ElasticSearch V0.90 Faster Than V7.10.1

Hi everyone,

We are doing migration for ElasticSearch version 0.90 to version 7.10.1. I know this is really big upgrade for a component.

While this migration we realized, V7 queries are slower than V0 ones.

This slow performance can be observed at version 7 even for simple queries.

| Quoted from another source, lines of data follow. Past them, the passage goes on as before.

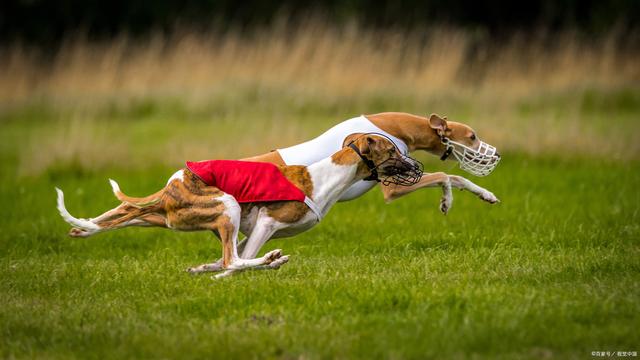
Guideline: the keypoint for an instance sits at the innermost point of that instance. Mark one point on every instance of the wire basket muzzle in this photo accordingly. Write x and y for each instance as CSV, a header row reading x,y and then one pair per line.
x,y
479,162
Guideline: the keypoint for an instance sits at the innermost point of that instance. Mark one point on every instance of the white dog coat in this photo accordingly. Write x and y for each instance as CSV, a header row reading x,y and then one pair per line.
x,y
330,142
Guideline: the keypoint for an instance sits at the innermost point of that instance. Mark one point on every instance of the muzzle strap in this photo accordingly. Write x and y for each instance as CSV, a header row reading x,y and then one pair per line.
x,y
370,164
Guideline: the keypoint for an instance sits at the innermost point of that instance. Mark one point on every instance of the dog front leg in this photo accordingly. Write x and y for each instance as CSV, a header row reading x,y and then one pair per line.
x,y
461,183
216,266
439,179
262,232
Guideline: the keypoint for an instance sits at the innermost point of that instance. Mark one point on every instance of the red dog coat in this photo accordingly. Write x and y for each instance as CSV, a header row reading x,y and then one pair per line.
x,y
247,181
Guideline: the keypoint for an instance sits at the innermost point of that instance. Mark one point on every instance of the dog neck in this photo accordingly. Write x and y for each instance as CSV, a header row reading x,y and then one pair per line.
x,y
414,130
332,176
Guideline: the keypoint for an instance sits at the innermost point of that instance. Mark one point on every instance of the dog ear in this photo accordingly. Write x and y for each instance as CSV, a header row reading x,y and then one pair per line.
x,y
366,145
438,124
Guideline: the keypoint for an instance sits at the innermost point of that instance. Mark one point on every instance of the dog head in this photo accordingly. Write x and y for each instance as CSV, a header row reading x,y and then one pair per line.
x,y
384,162
474,155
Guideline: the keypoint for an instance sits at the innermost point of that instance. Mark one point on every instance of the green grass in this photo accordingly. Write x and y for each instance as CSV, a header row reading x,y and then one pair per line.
x,y
552,270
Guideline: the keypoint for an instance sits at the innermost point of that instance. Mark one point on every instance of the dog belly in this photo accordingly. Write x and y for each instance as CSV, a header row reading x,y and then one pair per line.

Simple query that performs better at V0:

  • v0 query:

    {
      "query": {
        "bool": {
          "must": [
            {
              "term": {
                "some_term_value": 1234
              }
            }
          ]
        }
      },
      "from": 0,
      "size": 10
    }
    
  • v7 query:

    {
      "query": {
        "bool": {
          "must": [
            {
              "term": {
                "some_term_value": 1234
              }
            }
          ]
        }
      },
      "from": 0,
      "size": 10
    }
    
  • some_term_value is mapped as long.

Machine specs;

  • Both: 64GB machine RAM, 24GB ElasticSearch JVM RAM
  • Both: has same CPU type and SSD disks.
  • Both: standalone machines.
  • Both: using JDK in the machine.
    • V0: 1.8.0_232
    • V7: 11.0.5

JVM options;

## JVM configuration

-Djava.io.tmpdir=...

-Xms24g
-Xmx24g

-Djava.net.preferIPv4Stack=true

## G1GC Configuration
11-:-XX:+UseG1GC
11-:-XX:G1ReservePercent=25
11-:-XX:InitiatingHeapOccupancyPercent=30

# use old-style file permissions on JDK9
-Djdk.io.permissionsUseCanonicalPath=true

## GC logging
9-:-Xlog:gc*,gc+age=trace,safepoint:file=logs/gc.log:utctime,pid,tags:filecount=32,filesize=64m

ElasticSearch Specs:

  • v7 using G1GC for garbage collection.
    • Before this option we tried concurrent-mark-sweep but g1gc was way better for performance and cpu usage.
  • request_caching is disable. Cause of unnecessary option for our data actuality.
    • Our index is updated regulary by bulk inserts/deletes with interval of 500ms. This options is same for v0 and v7.
  • 900+ mapping property.

In our environment setups these queries;
- took for v0 ~20ms - ~30ms
- took for v7 ~40ms - ~50ms

Our most consuming queries as sample:

  • v0 query:

    {
        "from": "0",
        "size": "15",
        "fields": ["some_field"],
        "query": {
            "filtered": {
                "query": {
                    "match_all": {}
                },
                "filter": [
                	{
                        "terms": {
                            "some_term_value": [ 1234 ]
                        }
                    },
                    { ... }
                ]
            }
        },
        "filter": { ... },
        "sort": [ ... ]
    }
    
  • v7 query:

    {
        "from": "0",
        "size": "15",
        "_source": ["some_source"],
        "query": {
            "bool": {
                "must": [{
                    "match_all": {}
                }],
                "filter": [{
                        "terms": {
                            "some_term_value": [ 1234 ]
                        }
                    },
                    {
                        "bool": { ... }
                    }
                ]
            }
        },
        "aggs": { ... },
        "post_filter": {
            "bool": { ... }
        },
        "sort": [ ...
         ]
    }
    

My main question here, with these huge version change of the ElasticSearch that range of V7 and V0, why version 7 slower than version 0 ?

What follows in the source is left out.